The good folks at the Ontario's importers of Innis & Gunn's beers forwarded this sample a few weeks back and, as Canada Day is this coming Friday, I thought I better give it a go before the big day. And as I let one of their beers sit too long and another got taken out by a freezing delivery van I am happy that nothing's obviously up with this bottle.
It pours a medium mapled sort of brown with a eqq white head that resolves to foam and rim. Some vanilla toffee with booze on the nose, expected given its hefty 8.3%. In the mouth, I get a nod of maple from the combination of oak and vanilla along with a hint of cocoa and maybe rosemary with residual cookie sweetness balanced by twiggy hops. Overall, there is a rich softness to the beer characteristic of the brewer's style. It is not intense but, still, very tasty. I'd like it with a side of salmon or cold leg of lamb.
Jordan posted an article in the Toronto Sun so I won't cover the same ground - except to say I agree with his comment that the sweetness hits the mark well. A few BAers have the love.






Comments
The Beer Nut - June 28, 2011 5:01 AM
Does it still get to be "Innis & Gunn, Edinburgh" even if the beer doesn't comes from there?
Neil, eatingisntcheating.blogspot.com - June 28, 2011 5:17 AM
Sorry but Innis & Gunn have never hit the mark for me. No hop character, and very little beer flavour at all really. Thweir head brewer has even admitted that the base beer is 'pretty bland' in interviews before. All the flavour comes from the oak aging.
It's whisky flavoured alcopop. Not beer.
Avoid
Alan - June 28, 2011 9:10 AM
Neil, I am actually with Jordan that this is one of their better beers. Note one of the BAer comments "...a fuller, more complex character than the original version of Innis & Gunn." Have you had it or are you reliving disappointments past?
M. Noix: where is 6 Randolph Crescent as set out on the bottle if not Edinburgh?
So other than it's apparently a bastard and not even beer, any other observations?
Gary Gillman - June 28, 2011 10:04 AM
I like the one aged in a rum cask, and the Canadian whisky barrel-aged beer is pretty good. I&G's beers are not very hoppy, but the Scots ales weren't, to begin with. I think what may be happening here is the barrel character overwhelms/complements/supplements the hop character in the beer - but I agree that barrel character is "the thing" with these beers, I&G are appealing to people who like that.
Some porter brewers in the old days apparently liked the effects of wood tannin in beer, but based on my readings, oaky flavour wasn't wanted. I think the reason was, that flavour was often not a clean oak taste but a musty one, from resident bugs in the wood that were going at the beer.
Today, I suspect, first, casks that had held spirits don't have any bugs since they can't live in the high alcohol environment; second, modern cleaning and quality control standards will ensure a clean brew even if the beer is held many months in the wood.

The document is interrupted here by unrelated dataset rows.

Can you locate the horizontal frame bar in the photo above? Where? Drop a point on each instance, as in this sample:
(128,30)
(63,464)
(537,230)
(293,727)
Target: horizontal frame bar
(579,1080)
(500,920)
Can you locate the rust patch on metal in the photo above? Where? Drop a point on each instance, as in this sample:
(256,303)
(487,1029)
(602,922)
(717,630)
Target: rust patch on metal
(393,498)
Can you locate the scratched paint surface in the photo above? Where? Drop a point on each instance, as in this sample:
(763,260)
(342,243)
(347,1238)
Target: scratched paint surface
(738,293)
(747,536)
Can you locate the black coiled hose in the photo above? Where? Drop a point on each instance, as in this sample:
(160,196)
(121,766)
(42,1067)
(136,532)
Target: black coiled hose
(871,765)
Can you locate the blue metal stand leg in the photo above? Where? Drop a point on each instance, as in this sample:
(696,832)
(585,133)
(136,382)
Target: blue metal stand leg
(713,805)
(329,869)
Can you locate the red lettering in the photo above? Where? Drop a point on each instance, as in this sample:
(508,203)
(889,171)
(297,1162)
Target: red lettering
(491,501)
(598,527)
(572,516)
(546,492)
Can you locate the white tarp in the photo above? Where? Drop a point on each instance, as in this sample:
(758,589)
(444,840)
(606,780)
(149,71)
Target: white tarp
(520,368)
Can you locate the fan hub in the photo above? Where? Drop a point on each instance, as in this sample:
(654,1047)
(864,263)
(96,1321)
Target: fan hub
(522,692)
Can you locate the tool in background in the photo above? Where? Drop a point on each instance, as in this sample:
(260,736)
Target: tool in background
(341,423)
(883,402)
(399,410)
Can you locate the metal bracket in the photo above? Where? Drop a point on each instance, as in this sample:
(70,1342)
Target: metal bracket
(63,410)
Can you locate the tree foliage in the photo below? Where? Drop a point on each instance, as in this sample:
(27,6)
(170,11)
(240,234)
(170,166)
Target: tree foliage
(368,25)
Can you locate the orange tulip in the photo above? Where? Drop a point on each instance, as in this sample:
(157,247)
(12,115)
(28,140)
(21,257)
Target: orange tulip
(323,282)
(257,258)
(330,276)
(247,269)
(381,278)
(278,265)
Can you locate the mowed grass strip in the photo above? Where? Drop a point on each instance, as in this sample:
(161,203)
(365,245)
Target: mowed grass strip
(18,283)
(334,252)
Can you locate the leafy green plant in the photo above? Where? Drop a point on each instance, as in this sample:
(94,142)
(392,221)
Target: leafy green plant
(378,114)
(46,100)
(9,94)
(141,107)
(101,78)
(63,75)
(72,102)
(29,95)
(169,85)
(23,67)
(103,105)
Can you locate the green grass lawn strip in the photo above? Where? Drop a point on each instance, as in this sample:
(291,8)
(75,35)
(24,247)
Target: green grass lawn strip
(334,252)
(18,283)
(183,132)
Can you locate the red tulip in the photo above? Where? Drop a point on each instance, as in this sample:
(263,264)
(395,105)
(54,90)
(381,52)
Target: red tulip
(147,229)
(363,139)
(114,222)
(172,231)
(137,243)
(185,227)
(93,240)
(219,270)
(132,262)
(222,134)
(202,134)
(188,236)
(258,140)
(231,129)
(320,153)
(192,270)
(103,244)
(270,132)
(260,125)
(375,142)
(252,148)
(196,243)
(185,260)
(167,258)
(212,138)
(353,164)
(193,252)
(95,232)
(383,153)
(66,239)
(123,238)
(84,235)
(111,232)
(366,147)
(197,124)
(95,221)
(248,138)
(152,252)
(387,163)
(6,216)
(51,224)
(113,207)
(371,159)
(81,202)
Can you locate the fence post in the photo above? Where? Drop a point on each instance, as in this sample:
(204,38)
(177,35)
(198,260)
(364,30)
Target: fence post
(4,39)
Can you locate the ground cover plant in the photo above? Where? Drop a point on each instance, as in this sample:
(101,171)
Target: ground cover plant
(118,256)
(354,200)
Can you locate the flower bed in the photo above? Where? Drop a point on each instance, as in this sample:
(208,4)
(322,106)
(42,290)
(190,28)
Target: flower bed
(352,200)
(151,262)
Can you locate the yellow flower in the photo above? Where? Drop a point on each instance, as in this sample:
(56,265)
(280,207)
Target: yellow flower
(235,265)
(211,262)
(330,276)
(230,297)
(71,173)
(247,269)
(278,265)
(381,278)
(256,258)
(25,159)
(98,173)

So in other words, new tastes emerge for valid reasons and the I&G approach clearly has carved a niche. It makes sense really because oak flavour is characteristic of many (most, I would say) wines not to mention many spirits. Why not beer?
The Beer Nut - June 28, 2011 1:54 PM
Having clicked that Google Maps link, I'm now wondering where in that beautiful Georgian streetscape you think the brewery is.
Innis & Gunn beer is brewed by Greene King in Dunbar. Here.
Alan - June 28, 2011 3:37 PM
Hey - I can't see from here!
I just assume, like the old Royal Mile, that you could stick a brewery in any old corner of old Edinburgh. I haven't been there for 20 years but in the 80s there was a pretty solid set of brewery walls between the Castle and Holyrood.
But you do beg an interesting question. For most of its life, for example, Brooklyn Beers were made in Utica NY. Rhode Island's pride Narragansett is made in Rochester NY. Where is beer really from - the location of the governing mind or of the well?
The Beer Nut - June 28, 2011 4:27 PM
Gotta say: Google Streetview has to be the greatest gift to the nosey-parker beer tourist, and amateur beer historian, since air travel.
I'm hugely sceptical of beers that are brands first, beer second. Where someone has decided they'd like to market a beer, and then left the troublesome issues of licensing and production to someone else it's pretty much the opposite of what craft beer is about: beer that can be traced to a real place and a real person, rather than a phoney "Brewing Company" operating from a rented city mailbox.
I guess it doesn't help that I've never liked any of the Innis & Gunn beers, pretty much for the reasons Neil gives.
Alan - June 28, 2011 5:22 PM
Well, is it Orval? No - but this one is a more interesting take. Like Gary, I liked the Rum cask as well. [I have been wanting someone to try rum cask stouts, myself.]
But I suppose you may not have access to this one given it's branding. By the way, we like particular things in Canada: rye and ginger is a standard, Madeira, port and sherry sell well here and, frankly, Innis & Gunn has done very well here.